Il 53enne era ai domiciliari e continuava a vendere cocaina: in un armadio scoperti quasi 20mila euro in contanti
AVEZZANO. Quasi un etto e mezzo di cocaina e quasi 20mila euro in contanti. La polizia di Avezzano smantella una centrale della droga all’interno di un appartamento della zona nord. In manette è finito M.N., 53nne di nazionalità marocchina. Le banconote, di piccolo taglio e probabile provento dell’attività di spaccio, erano custodite in un armadio all’interno di scatole della biancheria. Sebbene si trovava già ai domiciliari, sempre per questioni di droga, l’arrestato riceveva puntualmente acquirenti.
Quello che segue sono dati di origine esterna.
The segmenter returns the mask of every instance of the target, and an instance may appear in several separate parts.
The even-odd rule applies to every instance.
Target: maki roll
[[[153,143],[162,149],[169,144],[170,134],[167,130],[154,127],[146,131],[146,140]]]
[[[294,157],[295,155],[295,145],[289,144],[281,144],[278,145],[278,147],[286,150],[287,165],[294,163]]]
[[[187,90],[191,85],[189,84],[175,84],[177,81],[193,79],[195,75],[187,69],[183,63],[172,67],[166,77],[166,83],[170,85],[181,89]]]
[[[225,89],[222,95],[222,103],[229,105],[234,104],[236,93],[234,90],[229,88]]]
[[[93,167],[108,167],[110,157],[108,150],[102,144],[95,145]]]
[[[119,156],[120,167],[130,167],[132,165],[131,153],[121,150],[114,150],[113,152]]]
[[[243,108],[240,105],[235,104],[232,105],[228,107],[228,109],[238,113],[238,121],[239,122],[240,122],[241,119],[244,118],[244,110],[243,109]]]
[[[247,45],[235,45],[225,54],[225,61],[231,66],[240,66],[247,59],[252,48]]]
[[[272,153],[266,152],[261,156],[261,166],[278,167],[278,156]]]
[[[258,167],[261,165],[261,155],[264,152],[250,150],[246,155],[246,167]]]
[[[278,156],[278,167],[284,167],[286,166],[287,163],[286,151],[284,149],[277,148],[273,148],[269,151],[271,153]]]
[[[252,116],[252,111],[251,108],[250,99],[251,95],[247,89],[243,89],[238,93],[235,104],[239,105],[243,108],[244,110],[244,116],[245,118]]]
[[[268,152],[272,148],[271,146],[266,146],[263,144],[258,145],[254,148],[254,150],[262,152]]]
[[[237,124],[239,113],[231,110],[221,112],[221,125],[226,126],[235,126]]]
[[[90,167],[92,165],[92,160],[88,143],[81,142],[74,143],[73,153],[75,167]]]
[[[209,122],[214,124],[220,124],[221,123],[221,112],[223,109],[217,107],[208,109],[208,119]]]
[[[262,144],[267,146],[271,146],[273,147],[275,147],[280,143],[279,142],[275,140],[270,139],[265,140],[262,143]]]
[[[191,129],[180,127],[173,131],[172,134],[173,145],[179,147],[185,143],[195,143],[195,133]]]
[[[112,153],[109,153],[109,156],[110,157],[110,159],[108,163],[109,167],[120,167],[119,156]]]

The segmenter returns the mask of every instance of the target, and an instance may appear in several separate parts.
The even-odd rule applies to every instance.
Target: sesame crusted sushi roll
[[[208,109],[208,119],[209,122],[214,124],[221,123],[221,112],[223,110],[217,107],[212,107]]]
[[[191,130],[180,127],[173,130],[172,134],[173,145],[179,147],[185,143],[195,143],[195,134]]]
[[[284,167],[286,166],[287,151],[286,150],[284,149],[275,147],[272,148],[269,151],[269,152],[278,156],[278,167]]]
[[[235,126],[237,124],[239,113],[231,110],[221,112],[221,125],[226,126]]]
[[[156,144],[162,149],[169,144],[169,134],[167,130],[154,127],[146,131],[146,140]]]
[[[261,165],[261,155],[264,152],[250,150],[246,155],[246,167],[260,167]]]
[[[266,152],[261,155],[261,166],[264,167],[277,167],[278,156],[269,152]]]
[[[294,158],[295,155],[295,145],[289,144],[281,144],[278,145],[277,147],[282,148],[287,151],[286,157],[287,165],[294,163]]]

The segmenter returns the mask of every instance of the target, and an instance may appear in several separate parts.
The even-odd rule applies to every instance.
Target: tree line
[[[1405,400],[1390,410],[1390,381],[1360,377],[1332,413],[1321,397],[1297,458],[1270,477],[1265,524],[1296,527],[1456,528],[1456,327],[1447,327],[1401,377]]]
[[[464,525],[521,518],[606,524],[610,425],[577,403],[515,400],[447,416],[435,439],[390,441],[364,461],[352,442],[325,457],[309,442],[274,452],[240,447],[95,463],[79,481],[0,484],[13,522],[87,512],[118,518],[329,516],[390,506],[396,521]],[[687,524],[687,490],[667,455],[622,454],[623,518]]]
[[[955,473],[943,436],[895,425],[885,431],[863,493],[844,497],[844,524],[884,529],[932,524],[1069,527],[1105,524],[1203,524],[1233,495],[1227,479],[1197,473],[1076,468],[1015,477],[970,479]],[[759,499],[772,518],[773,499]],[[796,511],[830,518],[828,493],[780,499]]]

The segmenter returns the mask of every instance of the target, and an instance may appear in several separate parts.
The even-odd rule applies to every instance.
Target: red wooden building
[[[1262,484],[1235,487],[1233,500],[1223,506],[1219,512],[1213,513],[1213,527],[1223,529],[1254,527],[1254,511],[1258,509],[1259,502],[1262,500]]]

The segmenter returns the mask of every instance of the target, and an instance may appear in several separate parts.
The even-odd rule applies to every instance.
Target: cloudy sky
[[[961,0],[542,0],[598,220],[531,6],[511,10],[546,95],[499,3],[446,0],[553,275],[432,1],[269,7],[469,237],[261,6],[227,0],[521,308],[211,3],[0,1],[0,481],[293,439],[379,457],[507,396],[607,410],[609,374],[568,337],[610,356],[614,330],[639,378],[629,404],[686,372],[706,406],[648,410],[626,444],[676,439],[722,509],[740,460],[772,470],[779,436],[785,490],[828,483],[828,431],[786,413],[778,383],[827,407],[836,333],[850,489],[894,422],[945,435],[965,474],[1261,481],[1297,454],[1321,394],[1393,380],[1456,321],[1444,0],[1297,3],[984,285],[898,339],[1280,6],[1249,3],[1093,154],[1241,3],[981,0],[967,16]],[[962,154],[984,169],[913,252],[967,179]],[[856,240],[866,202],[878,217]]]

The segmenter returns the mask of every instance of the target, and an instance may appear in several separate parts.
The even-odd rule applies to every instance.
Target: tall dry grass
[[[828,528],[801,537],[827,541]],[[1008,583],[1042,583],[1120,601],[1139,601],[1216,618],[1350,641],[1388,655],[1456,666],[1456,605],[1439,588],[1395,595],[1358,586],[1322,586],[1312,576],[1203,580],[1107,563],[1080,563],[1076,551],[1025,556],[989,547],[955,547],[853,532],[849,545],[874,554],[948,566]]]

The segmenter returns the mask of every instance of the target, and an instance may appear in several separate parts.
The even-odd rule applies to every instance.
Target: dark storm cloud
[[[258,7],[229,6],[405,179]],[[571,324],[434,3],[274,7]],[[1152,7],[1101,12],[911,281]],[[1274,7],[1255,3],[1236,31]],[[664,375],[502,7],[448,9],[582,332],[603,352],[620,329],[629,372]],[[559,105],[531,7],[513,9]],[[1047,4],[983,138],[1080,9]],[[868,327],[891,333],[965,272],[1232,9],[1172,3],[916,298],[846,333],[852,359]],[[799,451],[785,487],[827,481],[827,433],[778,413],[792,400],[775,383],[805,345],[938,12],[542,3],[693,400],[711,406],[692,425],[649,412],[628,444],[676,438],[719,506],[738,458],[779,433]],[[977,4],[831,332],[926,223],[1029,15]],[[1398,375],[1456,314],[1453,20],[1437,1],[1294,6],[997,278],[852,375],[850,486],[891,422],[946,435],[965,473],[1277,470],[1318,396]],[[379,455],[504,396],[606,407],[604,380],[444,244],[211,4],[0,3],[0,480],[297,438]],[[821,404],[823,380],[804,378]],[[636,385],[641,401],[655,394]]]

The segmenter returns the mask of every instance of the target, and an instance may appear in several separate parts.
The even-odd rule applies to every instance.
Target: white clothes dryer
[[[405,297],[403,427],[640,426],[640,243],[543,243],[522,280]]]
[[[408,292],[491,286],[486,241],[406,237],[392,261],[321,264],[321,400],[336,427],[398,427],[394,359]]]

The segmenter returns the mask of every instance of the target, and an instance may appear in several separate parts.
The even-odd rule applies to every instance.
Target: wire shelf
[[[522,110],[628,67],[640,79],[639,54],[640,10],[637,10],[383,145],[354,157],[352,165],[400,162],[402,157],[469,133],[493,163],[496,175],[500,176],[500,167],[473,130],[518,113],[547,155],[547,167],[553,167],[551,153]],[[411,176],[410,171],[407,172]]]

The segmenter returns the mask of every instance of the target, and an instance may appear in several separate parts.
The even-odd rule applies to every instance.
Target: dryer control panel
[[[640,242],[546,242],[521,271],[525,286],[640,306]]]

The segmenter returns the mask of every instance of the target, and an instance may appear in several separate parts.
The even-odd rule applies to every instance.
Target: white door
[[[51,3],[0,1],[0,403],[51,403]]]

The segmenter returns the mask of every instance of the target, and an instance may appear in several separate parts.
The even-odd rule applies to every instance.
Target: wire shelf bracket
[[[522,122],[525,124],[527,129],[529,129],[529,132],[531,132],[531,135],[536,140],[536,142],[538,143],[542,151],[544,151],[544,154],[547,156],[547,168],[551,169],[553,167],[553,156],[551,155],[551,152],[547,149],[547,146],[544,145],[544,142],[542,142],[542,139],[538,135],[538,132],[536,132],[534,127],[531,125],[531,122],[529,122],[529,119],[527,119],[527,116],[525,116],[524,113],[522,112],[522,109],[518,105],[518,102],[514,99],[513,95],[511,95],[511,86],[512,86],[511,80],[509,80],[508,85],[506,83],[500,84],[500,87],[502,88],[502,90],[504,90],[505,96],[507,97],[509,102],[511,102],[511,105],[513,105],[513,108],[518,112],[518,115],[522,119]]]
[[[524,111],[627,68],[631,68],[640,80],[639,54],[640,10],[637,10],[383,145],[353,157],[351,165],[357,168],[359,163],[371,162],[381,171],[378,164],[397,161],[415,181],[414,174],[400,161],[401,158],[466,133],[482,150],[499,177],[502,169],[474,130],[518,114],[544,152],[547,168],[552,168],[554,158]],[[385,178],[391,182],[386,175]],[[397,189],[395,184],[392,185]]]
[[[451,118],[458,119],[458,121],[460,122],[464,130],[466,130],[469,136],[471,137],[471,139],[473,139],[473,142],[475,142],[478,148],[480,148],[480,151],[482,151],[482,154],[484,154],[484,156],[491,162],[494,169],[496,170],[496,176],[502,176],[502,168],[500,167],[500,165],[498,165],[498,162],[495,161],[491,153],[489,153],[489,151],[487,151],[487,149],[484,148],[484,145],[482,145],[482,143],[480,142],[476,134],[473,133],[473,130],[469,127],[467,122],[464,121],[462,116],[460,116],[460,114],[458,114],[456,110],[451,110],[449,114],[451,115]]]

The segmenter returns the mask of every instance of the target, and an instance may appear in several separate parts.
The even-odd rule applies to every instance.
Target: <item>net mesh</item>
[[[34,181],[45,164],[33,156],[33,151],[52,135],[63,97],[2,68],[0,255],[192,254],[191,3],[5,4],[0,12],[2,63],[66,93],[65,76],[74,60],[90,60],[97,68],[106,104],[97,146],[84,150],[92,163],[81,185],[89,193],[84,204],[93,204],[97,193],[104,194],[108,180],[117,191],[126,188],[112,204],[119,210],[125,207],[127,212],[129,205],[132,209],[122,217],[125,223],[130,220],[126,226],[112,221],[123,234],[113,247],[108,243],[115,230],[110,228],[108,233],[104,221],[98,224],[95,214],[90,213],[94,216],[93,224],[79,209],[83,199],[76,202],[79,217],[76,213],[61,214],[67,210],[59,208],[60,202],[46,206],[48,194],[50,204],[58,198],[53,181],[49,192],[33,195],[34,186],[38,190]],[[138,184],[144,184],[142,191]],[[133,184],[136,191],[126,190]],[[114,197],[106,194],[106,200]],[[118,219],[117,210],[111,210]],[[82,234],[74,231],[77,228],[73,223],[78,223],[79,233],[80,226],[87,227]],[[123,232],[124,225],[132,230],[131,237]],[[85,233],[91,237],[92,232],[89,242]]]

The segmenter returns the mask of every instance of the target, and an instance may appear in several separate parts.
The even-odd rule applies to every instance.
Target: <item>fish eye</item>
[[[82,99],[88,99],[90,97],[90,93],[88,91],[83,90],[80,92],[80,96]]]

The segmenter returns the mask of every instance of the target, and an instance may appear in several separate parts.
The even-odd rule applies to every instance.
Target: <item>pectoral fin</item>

A insospettire gli investigatori uno strano via vai di automobili e di persone riconosciute come assuntori di stupefacenti. L'abitazione del marocchino era per questo finita nel mirino della polizia da alcuni giorni. In casa anche un coltello per tagliare la cocaina e un bilancino di precisione per pesare le dosi. Quando gli agenti hanno fatto irruzione nell’appartamento, il 53enne ha tentato la fuga, ma è stato immobilizzato e perquisito. In casa sono stati trovati 126 grammi di cocaina e 19.600 euro in contanti. Probabilmente il presunto spacciatore aveva già venduto gran parte della droga e si apprestava a rifornirsi. Ora si trova nel carcere di Avezzano in attesa dell’udienza di convalida, così come disposto dal pubblico ministero di turno, il procuratore Maurizio Maria Cerrato. Le indagini del commissariato, dove da poco è arrivato il commissario Francesco D’Antonio, vanno avanti. Si cerca di capire la provenienza della droga, ma anche se il 53enne avesse dei complici e che tipo di posizione rivestisse nella piramide dello spaccio. Gli agenti della polizia giudiziaria del commissariato stanno indagando anche sugli acquirenti. L’arresto è maturato nell’ambito di un servizio finalizzato al controllo di persone sottoposte a misure restrittive della libertà e al contrasto dello spaccio di sostanze stupefacenti in città. (f.d.m.)